In closing, let me reiterate, drawing a loan from your 401K goes against the grain of traditional advice. Applying for and administering your own virtual portfolio within a self-directed brokerage account is beyond the skills set of most. Might as well just choose poorly and lose money among the mutual funds that are offered within your 401K than to exacerbate the confusion and accelerate your chance of churning your account to rubble. But I wanted more control over my future, so I took matters into my own hands. It's not for everyone, but if you find yourself in the same shoes I wore, then you could look into these options.
I already had some precious metals stockpiled to ward against the plummeting purchasing power of the rapidly depreciating dollar. But I wanted more. The problem with any type of dollar denominated assets such as equities is, under the hyperinflationary environment which we shall soon likely experience, the nominal value of stocks - priced in fiat currencies - will skyrocket, but their true value will simultaneously erode. Then, when you start to withdraw your money several years down the road, you learn your equity values have hyperinflated as well. There goes your tax bracket. I'd rather face hyperinflation with real money - silver and gold - jingling in my pockets.
And besides, who wants to be in the stock market anyway? By the time we retire, Robert Kiyosaki - in his 2002 book Rich Dad's Prophecy, Why the Biggest Stock Market Crash in History is Still Coming... and How You Can Prepare Yourself and Profit from It! - is predicting that the whole shift to defined contribution plans will cause the largest stock market decline in American history. As 76,000,000 Baby Boomers begin mandatory withdrawals from their 401K's, they will have to sell their stocks. It is inevitable, says Kiyosaki, that the market will go into a freefall when this happens.

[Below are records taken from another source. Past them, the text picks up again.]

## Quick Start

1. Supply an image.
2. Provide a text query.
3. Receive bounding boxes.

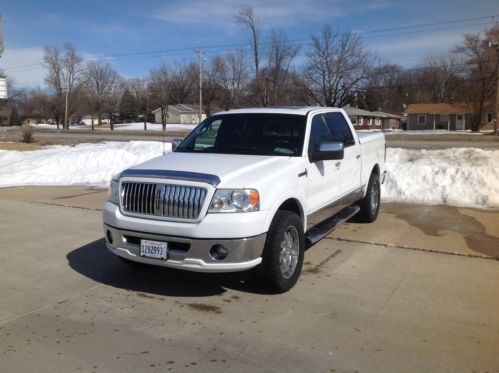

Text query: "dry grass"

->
[0,142,44,152]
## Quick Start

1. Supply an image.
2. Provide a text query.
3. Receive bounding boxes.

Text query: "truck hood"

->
[133,153,300,188]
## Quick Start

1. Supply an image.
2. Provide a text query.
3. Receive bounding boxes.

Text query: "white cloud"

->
[0,48,45,87]
[374,32,463,53]
[154,0,345,28]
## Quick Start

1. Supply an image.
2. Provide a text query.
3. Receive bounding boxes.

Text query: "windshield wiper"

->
[214,148,274,155]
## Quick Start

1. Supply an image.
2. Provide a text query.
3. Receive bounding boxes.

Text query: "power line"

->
[3,14,499,72]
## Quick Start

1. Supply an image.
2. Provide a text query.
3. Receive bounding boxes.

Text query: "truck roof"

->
[214,106,343,115]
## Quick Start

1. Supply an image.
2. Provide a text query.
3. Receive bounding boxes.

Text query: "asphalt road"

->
[0,127,499,149]
[0,190,499,372]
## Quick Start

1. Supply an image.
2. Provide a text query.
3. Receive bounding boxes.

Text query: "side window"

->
[326,113,355,147]
[308,114,331,154]
[194,119,222,148]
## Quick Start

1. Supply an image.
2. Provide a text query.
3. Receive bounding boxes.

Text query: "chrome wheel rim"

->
[371,181,379,215]
[279,226,300,279]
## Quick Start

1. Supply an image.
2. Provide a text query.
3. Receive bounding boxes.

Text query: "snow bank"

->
[381,148,499,208]
[114,122,197,131]
[0,141,171,187]
[32,122,197,132]
[0,141,499,208]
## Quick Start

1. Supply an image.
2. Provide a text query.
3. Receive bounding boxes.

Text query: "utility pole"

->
[63,87,69,130]
[198,48,204,123]
[489,39,499,135]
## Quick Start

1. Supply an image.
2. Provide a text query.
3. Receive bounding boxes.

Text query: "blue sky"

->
[0,0,499,87]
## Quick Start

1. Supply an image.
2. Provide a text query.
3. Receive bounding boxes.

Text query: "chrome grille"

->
[121,181,206,219]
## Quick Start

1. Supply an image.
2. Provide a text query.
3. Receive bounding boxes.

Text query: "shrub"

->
[22,127,35,144]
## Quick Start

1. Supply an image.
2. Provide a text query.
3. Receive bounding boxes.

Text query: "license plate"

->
[140,240,168,259]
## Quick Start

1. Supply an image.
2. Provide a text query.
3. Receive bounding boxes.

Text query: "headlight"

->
[108,179,120,205]
[208,189,260,212]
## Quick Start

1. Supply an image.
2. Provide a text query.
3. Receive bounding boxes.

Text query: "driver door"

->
[307,114,341,224]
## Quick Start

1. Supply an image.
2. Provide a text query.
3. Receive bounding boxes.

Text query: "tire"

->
[256,210,305,293]
[355,173,381,223]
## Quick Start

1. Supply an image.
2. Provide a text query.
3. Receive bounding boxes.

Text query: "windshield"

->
[175,114,307,157]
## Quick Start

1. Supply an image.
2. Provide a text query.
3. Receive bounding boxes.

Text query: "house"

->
[342,106,401,130]
[374,111,402,130]
[406,103,494,131]
[69,114,110,126]
[152,104,206,124]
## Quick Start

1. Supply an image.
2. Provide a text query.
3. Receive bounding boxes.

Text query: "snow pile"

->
[381,148,499,208]
[0,141,499,208]
[33,122,197,132]
[383,129,484,136]
[0,141,171,187]
[114,122,197,131]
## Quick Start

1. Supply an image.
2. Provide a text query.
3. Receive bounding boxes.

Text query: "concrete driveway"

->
[0,188,499,372]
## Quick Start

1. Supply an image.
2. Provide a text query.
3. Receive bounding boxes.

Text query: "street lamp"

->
[62,87,69,129]
[489,39,499,135]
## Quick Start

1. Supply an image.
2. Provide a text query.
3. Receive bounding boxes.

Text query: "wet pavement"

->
[0,187,499,372]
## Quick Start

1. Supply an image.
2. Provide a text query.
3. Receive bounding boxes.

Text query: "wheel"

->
[257,210,305,293]
[355,173,381,223]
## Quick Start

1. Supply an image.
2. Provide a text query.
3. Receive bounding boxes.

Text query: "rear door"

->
[325,112,362,196]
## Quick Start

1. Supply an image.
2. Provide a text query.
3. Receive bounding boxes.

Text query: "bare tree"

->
[261,30,300,106]
[43,43,83,129]
[304,25,375,106]
[416,53,462,103]
[235,6,264,105]
[219,49,248,110]
[127,78,150,131]
[85,61,121,130]
[149,63,171,131]
[455,26,499,132]
[203,56,225,116]
[169,63,199,105]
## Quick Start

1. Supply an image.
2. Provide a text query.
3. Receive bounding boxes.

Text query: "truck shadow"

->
[66,238,267,297]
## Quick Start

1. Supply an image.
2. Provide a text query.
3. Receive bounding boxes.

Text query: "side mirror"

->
[310,141,344,162]
[172,139,182,151]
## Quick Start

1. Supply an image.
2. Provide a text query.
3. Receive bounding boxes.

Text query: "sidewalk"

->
[0,187,499,259]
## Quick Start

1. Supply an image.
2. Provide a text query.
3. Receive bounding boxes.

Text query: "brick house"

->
[342,106,401,130]
[406,103,494,131]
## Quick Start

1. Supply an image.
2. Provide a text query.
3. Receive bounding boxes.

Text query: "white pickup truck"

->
[103,107,385,292]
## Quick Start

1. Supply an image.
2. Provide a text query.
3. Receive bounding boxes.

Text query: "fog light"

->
[106,230,113,245]
[210,245,229,260]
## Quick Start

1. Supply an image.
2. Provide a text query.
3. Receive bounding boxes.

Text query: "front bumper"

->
[104,224,267,272]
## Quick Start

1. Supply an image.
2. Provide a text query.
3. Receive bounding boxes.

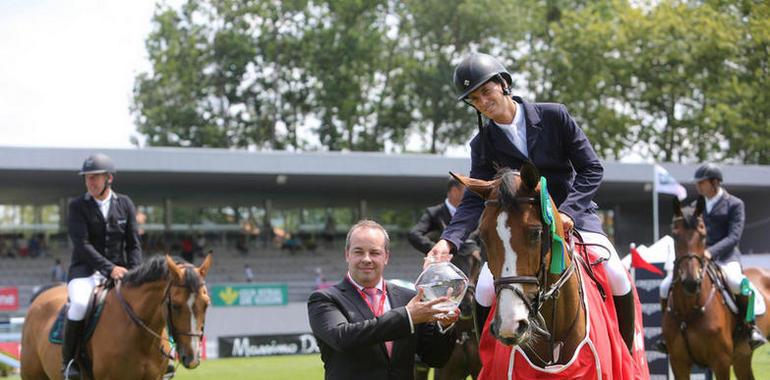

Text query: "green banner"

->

There just won't be enough buyers to offset the selling, with the result that Wall Street might as well relocate to Niagara Falls in preparation for the plunge. All that water going over the precipice provides an awe-inspiring view for tourists. But it may become true that Kiyosaki is prescient. If that's the case, then all this verbiage could be more than just a metaphor predicting calamity. You might witness the horrifying descent of your entire portfolio in downward cascade. These events could come to pass, courtesy of hyperinflation. What you need, Partner, is a life preserver, and the best one for roiling waters like these is tangible silver and gold. Take your future into your own hands.
Buy Silver. Buy Gold. Save Copper. Start Now.